Le sulūk : une nécessité pour notre temps
Aujourd’hui plus que jamais, il devient vital de restaurer la centralité du sulūk dans la formation du croyant. Pas un sulūk d’apparat ou de slogans, mais un cheminement ancré dans la révélation, éclairé par les éducateurs, vécu dans la sincérité et la fraternité.
L’Imam Abdessalam Yassine a redonné ses lettres de noblesse à cette voie. Pour lui, l’excellence spirituelle (iḥsān) n’est pas une surenchère, mais la condition de toute réforme durable. Il faut former des Hommes de Dieu — Rabbâniyyīn — capables d’unir le cœur, le savoir et l’action. Des âmes présentes à Dieu, lucides sur le monde, solidaires des opprimés.
Sans cette élévation intérieure, les sociétés musulmanes risquent de rester dans une agitation sans orientation, dans une religiosité formelle sans profondeur.
La solitude habitée : cœur du retournement
La tradition spirituelle musulmane insiste sur un aspect méconnu du cheminement : la solitude intérieure. Non pas l’isolement physique, mais le retrait du cœur vis-à-vis du monde, des passions, des illusions. C’est dans cette solitude choisie que l’homme réapprend à écouter, à pleurer, à espérer.
‘Abd al-Qādir al-Jīlānī disait :
« Si tu laisses ton ego avec ce monde, ton cœur avec la vie dernière, et ton for intérieur avec ton Seigneur, alors ta solitude devient intimité avec Dieu. »
Cette solitude est le prélude à la présence. C’est là que naît la vraie proximité, le vrai lien, la vraie reliance. C’est là que s’éduque l’âme, que s’affine le regard, que s’enracine la sincérité.
Cheminer ensemble, persévérer toujours
Mais ce chemin n’est pas solitaire. Il a besoin de la Sohba — la compagnie des véridiques. Il a besoin de la Jamaa — la dynamique collective. Il a besoin de la main tendue, du regard fraternel, de la voix qui rappelle. Sans cela, la chute est proche, l’illusion est facile.
Et surtout, ce chemin a besoin de sabr — la patience. Pas la résignation passive, mais la constance ardente. Ne jamais abandonner, même dans l’épreuve. Revenir encore et toujours. Espérer malgré tout.

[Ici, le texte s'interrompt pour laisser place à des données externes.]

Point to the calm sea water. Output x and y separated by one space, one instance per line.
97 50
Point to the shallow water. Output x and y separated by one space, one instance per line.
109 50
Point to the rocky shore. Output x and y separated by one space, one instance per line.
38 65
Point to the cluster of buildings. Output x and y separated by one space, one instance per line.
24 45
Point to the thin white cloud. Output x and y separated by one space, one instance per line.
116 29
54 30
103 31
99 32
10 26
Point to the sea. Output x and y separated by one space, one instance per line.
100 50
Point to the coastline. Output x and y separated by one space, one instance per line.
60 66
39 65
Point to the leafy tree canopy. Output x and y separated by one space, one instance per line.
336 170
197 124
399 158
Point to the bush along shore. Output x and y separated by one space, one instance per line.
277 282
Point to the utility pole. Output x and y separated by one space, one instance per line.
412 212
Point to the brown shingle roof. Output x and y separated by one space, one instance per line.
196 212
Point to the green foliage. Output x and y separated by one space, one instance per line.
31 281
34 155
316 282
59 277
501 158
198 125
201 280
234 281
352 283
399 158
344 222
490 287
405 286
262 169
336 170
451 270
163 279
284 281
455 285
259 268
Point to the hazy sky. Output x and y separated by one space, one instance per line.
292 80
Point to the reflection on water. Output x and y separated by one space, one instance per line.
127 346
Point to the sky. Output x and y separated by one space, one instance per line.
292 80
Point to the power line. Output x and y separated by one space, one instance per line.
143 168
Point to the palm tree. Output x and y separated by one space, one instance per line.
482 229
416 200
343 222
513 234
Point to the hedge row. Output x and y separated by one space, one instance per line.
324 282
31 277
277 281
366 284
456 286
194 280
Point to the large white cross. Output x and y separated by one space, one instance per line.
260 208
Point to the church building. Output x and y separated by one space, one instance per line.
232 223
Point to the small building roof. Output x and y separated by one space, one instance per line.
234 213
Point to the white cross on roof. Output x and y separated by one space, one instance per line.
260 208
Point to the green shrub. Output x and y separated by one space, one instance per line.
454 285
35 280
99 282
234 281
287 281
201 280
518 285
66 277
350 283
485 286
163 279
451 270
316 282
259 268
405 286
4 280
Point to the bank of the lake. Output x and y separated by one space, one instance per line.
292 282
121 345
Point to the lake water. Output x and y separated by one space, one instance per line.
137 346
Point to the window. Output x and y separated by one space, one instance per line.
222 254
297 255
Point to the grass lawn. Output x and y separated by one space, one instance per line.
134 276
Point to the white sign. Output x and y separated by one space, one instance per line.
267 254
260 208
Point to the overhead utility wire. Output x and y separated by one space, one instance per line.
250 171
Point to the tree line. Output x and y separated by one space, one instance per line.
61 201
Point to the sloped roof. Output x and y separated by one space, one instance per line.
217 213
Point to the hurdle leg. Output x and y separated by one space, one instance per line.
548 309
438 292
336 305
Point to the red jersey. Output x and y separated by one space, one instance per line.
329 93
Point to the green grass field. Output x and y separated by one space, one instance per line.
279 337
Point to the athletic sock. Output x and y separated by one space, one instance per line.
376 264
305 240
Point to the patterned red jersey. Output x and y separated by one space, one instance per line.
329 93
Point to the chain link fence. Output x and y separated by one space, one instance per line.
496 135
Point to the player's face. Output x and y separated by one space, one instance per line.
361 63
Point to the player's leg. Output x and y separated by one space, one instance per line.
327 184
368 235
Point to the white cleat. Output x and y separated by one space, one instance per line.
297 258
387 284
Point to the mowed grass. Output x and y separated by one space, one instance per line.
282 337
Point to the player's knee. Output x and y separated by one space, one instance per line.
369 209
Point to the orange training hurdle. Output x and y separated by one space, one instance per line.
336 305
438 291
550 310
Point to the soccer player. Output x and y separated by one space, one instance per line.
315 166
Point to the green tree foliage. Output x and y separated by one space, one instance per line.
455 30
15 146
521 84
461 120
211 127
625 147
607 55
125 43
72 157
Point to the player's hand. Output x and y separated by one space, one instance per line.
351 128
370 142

Conclusion – Vivre pour Dieu, bâtir dans Sa lumière
Adorer Dieu, c’est vivre en cohérence avec notre nature, avec la Révélation, avec les attentes de notre époque. C’est se mettre debout, dans un monde agenouillé. C’est aimer, construire, transmettre, dans la fidélité et la lucidité.
L’Islam n’est pas une juxtaposition de rites. C’est une architecture de vie, un art d’exister, un projet d’humanité.
Comme le rappelait l’Imam Abdessalam Yassine :
« La justice ne peut naître que d’un cœur pur. Et la libération ne peut être portée que par un homme libéré de ses chaînes intérieures. »
Puissions-nous être de ceux qui marchent, chaque jour, vers Dieu. Non pas par nostalgie, mais par responsabilité. Non pas seuls, mais ensemble. Non pas demain, mais maintenant.